What’s In the Mix: The VC-Funded Cement Disruptor That’s Cracked Concrete’s Climate Conundrum
In an age of widespread brick-and-mortar disruption, it’s high time to disrupt the actual mortar. For the past decade-plus, Solidia Technologies, a New Jersey-based, venture-capital-funded cement and concrete technology company, has been hard at work addressing construction’s shoddy environmental record by looking beyond just the emissions problem to take on the industry’s total resource footprint — as well as the dynamics of the industry at large.
“My hypothesis for the last two decades has been that sustainability is really about competitiveness — whoever figures out how to do it better for less in a resource-constrained world wins,” says Solidia CEO Tom Schuler.
Solidia may be the ace in this race to do more and do better for less — and do it globally. Current investors in the company — now in its Series C funding round — include VC juggernaut Kleiner Perkins and industry giants BASF, LafargeHolcim, BP and Air Liquide.

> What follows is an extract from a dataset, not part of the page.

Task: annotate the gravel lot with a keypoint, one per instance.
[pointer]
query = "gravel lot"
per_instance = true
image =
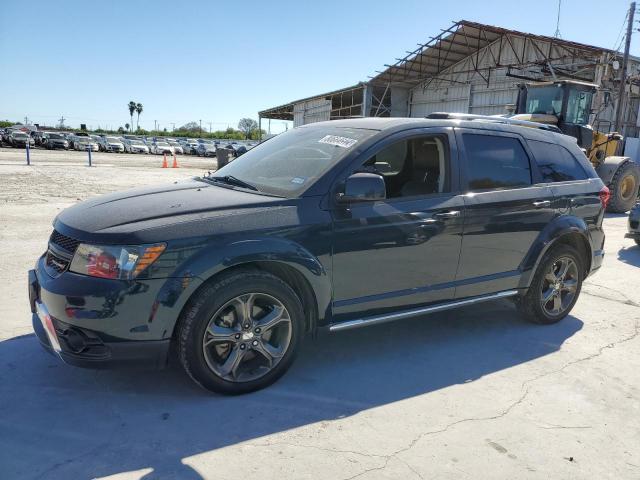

Its patent portfolio is extensive, spanning composition of matter to chemistry to process to product — or, as Schuler puts it: “If you’re trying to carbonate concrete, you’re going to touch one of our patents.”
While cement has been around in some form since antiquity, today’s concoction of sand, rocks, aggregate, additives and water has been mostly left alone since the advent of Ordinary Portland Cement (OPC) in the 1800’s.
But its problems are becoming well-documented and hard to ignore. It’s water-intensive — by 2050, it is estimated that 75% of water demand for cement will come from water-stressed areas. It uses more energy than any other manufacturing industry. And it throws off a ton of carbon dioxide (CO2), more than the aviation industry and almost as much as global agriculture.
To credibly address any of these issues, Schuler says, it’s important to understand the way the industry works in sum. While cement tends to be produced locally — typically within a 250-mile radius of where the raw materials are extracted — certain dynamics are universal.
Cement and concrete are — like fraternal twins — always together but not the same. While cement is the glue that holds concrete together, making them inseparable, the emissions problem is inherent to cement — not concrete — production. And because producers of cement and concrete are not always integrated in the same company, this creates an asymmetry in each side’s incentive to respond to the environmental challenge posed by their shared product. As a result, Schuler says, something of value has to be offered to cement and concrete makers alike, beyond just green platitudes.
Technologies already exist to mitigate some of cement’s carbon emissions problem. One, which Solidia deploys as well, is the use of carbonization that uses CO2 itself to strengthen concrete, yielding lower net emissions in the manufacturing process.
But where Solidia diverges from other cement disruptors is address the role of water and energy consumption in the production chain. In traditional OPC manufacturing, raw materials are fired in a kiln at around 1450°C to produce clinker, the dry base from which cement is made. Hydration marks the introduction of water to create a sticky cement mixture which is then cured with steam and left to harden over an idle period of roughly 28 days.
Solidia’s cement is fired at a lower temperature (1250°C), mixed with virtually no water additive, and uses no steam to cure, substantially reducing its energy and water footprint, and cutting the curing period from 28 days to around 24 hours.
The bigger pitch: water and energy
The absence of water also reduces the amount of work hours spent cleaning equipment from a full workday to a matter of roughly 15 minutes. For concrete companies, this manpower efficiency enables just-in-time delivery, the production efficiency traditionally seen in the automobile and other assembly line industries.
Where typical concrete firms turn over their inventory 3 or 4 times per year, Schuler says Solidia’s cement has yielded a 30% improvement in inventory turnover. Additionally, the product is more durable due to effect of carbonization, is more aesthetically pleasing, and avoids efflorescence, or discoloration, which is seen with traditional concrete.
According to Solidia, changes to cement production in any single market are unlikely to make a significant dent on the global impact of the material. Only a pervasive shift in the method of production across many markets can do that. And only a better quality product at a lower price will incentivize global buyers.
The global buyers
Enter China, currently home to 60% of the world’s total cement consumption, with 2.2 billion tons used annually, compared to 110 million tons used each year in the United States, which could be Solidia’s next market rollout.
According to Schuler, water and energy cost savings — not the emissions profile — have been the distinguishing driver of interest in Solidia cement from China and the Middle East, where building needs are acute and these resources are scarcer and costlier than in the U.S.
Meanwhile, here in the U.S., there’s a good chance that the first large-scale domestic infrastructure project to feature Solidia cement will be a highway. The company is part of a multi-year initiative with the U.S. Department of Transportation’s federal testing lab to explore the use of Solidia in road projects in several states nationwide.